Semantic leakage - quick notes
The canonical example from Does Liking Yellow Imply Driving a School Bus?:
Prompt: He likes yellow. He works as a
GPT4o: school bus driver.
does not seem to work with current models - I tested it with the models from OpenAI, Claude, Llama 3.2 (1B and 3B) and Mistral (7B) and I never got that answer. Maybe this is now trained out. But it looks like a plausible failure mode.
This answer taken alone is not wrong. But if it is overrepresented in the LLM answers - then it is showing a bias.
The second example from that paper:
Prompt: He likes ants. His favorite food is
GPT4o: ant-covered chocolate, a unique delicacy that combines the crunch of ants with the sweetness of chocolate
This does not seem fair to qualify this as a failure - the LLM tries to take all the input information as relevant to the question. This is more similar to how the LLM is distracted by non-relevant information in the math questions from “GSM Symbolic” that I analyzed in my previous post. But now I wonder how the first is similar to that too - I think humans would also often finish the sentence with “school bus driver”.
It seems to be caused by attention not being selective enough.

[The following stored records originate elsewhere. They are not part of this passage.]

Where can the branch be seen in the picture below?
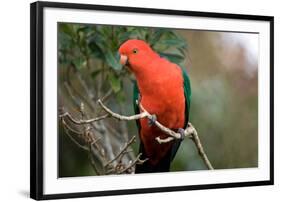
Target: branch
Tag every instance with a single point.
(189, 132)
(123, 150)
(80, 122)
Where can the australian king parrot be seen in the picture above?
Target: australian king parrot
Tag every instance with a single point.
(163, 89)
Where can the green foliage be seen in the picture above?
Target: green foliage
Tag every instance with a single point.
(78, 43)
(95, 48)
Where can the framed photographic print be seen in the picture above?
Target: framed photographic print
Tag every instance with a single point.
(135, 100)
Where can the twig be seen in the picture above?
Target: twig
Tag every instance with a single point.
(121, 117)
(72, 138)
(136, 161)
(124, 149)
(188, 132)
(200, 148)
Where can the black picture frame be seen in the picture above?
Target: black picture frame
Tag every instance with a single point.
(37, 98)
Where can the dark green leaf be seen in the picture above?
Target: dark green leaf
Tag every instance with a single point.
(95, 73)
(115, 82)
(112, 60)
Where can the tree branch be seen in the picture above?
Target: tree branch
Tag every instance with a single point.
(189, 132)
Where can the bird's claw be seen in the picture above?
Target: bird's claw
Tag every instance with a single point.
(181, 132)
(152, 120)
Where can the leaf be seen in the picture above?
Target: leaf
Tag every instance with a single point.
(79, 62)
(173, 57)
(121, 97)
(115, 82)
(112, 60)
(67, 29)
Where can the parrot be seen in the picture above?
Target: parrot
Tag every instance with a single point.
(163, 89)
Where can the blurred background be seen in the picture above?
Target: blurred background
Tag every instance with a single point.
(223, 69)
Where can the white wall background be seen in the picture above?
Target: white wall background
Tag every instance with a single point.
(14, 101)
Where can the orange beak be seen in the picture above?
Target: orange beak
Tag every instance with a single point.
(123, 60)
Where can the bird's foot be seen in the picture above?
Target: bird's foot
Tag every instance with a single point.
(181, 132)
(152, 120)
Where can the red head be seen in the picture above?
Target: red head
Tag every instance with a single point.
(136, 54)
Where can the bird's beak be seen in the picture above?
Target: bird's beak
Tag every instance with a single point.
(123, 60)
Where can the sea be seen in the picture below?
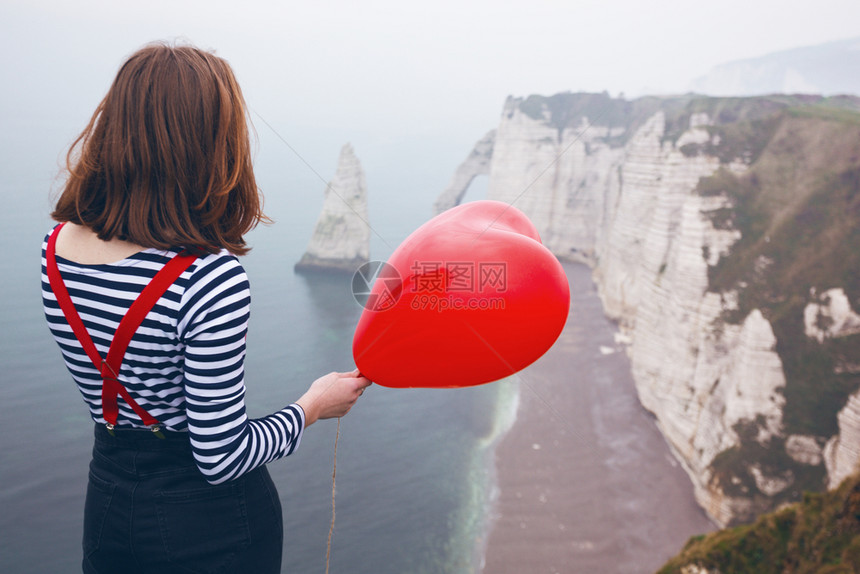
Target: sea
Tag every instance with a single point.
(415, 482)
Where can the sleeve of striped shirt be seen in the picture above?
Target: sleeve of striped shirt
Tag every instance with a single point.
(215, 312)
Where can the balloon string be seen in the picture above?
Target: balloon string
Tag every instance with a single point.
(333, 476)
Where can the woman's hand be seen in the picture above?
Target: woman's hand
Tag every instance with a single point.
(332, 395)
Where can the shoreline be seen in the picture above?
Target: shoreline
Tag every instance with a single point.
(583, 481)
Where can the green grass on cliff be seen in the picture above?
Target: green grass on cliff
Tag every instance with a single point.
(820, 535)
(798, 210)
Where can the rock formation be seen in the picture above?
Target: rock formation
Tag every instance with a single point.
(478, 163)
(341, 239)
(657, 195)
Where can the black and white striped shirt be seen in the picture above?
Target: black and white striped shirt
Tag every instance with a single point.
(185, 364)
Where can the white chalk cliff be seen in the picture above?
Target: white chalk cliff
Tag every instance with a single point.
(341, 238)
(624, 200)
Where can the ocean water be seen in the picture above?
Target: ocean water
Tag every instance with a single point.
(415, 468)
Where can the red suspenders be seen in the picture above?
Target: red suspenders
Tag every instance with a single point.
(109, 367)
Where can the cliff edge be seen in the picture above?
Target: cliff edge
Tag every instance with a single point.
(724, 237)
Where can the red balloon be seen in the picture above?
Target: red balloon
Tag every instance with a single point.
(472, 296)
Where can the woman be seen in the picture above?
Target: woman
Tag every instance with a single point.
(145, 296)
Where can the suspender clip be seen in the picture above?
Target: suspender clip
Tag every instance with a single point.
(156, 430)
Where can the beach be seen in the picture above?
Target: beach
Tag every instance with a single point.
(585, 480)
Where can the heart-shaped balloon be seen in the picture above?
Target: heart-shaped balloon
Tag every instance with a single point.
(471, 296)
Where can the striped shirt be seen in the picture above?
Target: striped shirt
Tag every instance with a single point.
(184, 365)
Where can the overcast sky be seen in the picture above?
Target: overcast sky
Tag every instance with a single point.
(423, 65)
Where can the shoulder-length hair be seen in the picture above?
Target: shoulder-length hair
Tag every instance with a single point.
(165, 160)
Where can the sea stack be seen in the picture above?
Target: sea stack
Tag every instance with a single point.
(341, 239)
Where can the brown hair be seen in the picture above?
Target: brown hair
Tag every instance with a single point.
(165, 160)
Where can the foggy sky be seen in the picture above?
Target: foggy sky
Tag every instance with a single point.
(398, 65)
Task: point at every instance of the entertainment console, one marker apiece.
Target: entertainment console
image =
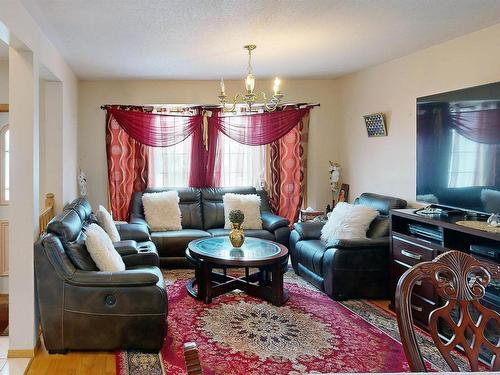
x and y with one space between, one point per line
416 238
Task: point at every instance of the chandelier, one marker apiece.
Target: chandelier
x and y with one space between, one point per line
250 98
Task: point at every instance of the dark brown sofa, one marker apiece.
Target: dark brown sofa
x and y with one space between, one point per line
203 216
82 308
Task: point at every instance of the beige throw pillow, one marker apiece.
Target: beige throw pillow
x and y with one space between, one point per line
105 220
348 221
102 251
249 204
162 210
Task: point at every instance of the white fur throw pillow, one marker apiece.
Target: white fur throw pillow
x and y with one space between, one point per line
348 221
162 210
249 204
105 220
101 250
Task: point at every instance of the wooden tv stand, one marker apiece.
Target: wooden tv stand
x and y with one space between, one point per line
408 250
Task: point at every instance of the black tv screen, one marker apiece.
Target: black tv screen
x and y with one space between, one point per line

Can we increase selectivity of attention in some way? Would that improve semantic leakage?
How training impact selectivity of attention?
It would be interesting to compute how much school bus is correlated with yellow in the training data and compare that with semantic leakage in LLM replies.
How much semantic leakage would we get if we test humans? Not zero for sure. Also it would be very context dependent.